In April 1999, the USA adjusted its sanctions policy and exempted the exports of agricultural goods, medicine and medical equipment from the unilateral sanctions. No US financing would be allowed for the sales, but Sudan could be able to buy US food.

President Bush signed the Darfur Peace and Accountability Act on 13 October 2006, which calls on the president to block the property of, and prohibits transactions with designated individuals and entities associated with Sudan’s government.

In October 2009, President Obama announced a new comprehensive policy towards Sudan that encompasses possibly lifting sanctions and removing the country from the State Department’s state sponsor of terrorism list. The policy’s three priorities are: implementing the Comprehensive Peace Agreement signed in 2005, ending the conflict in Darfur, and ensuring that Sudan does not become a safe haven for international terrorists. The policy also specifies that relations will not be normalised unless progress is made on all the issues.

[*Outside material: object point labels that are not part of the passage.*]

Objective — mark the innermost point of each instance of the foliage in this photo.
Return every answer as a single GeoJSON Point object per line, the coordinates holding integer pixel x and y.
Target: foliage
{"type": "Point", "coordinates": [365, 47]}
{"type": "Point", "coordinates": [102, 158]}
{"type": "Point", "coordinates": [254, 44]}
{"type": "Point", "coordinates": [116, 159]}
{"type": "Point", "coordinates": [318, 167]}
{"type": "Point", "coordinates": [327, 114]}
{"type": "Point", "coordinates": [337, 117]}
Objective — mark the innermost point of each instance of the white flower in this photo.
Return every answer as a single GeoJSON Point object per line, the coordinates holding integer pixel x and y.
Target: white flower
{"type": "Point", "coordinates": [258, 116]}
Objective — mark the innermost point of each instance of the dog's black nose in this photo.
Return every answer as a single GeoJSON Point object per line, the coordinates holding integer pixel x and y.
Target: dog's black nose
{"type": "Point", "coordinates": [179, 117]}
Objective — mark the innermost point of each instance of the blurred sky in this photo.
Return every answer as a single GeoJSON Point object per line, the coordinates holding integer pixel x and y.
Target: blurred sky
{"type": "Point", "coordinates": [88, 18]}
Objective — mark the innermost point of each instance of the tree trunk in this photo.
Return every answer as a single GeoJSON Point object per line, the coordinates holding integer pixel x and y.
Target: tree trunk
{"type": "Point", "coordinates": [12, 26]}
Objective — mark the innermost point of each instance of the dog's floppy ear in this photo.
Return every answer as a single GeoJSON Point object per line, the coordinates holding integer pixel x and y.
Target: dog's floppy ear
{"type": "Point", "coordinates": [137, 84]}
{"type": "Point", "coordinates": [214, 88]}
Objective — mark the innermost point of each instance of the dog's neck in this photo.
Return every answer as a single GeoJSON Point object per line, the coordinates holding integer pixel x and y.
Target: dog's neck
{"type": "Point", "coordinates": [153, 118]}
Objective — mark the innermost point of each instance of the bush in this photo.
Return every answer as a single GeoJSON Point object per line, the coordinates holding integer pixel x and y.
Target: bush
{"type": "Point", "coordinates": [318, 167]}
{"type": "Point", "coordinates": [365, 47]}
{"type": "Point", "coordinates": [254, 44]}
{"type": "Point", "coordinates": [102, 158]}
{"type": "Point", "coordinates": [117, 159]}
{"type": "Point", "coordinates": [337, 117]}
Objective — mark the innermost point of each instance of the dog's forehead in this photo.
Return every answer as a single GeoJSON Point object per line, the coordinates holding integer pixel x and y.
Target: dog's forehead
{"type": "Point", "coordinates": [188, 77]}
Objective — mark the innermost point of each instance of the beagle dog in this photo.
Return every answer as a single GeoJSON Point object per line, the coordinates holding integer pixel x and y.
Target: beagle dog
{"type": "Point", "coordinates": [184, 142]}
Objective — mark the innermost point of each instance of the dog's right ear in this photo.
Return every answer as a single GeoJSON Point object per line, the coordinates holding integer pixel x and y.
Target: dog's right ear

Certain restrictions on licensing regulations in the agricultural sector and restrictions on spare parts for trains were removed in September 2010.

This year Washington eased sanctions on some technologies exported to Sudan. In February the US Office of Foreign Asset Control (OFAC) announced that it amended Sudan’s sanctions regime to allow exports of personal communications hardware and software including smart phones and laptops. The USA-based search engine Google announced on 17 July that it has expanded access to free applications on Google Play to users in Sudan for the first time.

Black market

According to experts, the scarcity of hard currency in Sudan as a result of the US economic sanctions has significantly contributed to the rise of the black market exchange rate that soared to almost SDG10 last week, Sudan Tribune reported on Sunday. The official exchange rate lies around SDG6.1. 

Sudan Tribune cited Sudanese economists saying that the government is the largest buyer from the black market, including the Central Bank and other government institutions. 

In September 2010, the Central Bank of Sudan announced that the lack of hard currency was becoming acute. The situation worsened after South Sudan seceded in July 2011, by which Sudan lost two-thirds of its oil resources that provided most of the required hard currency.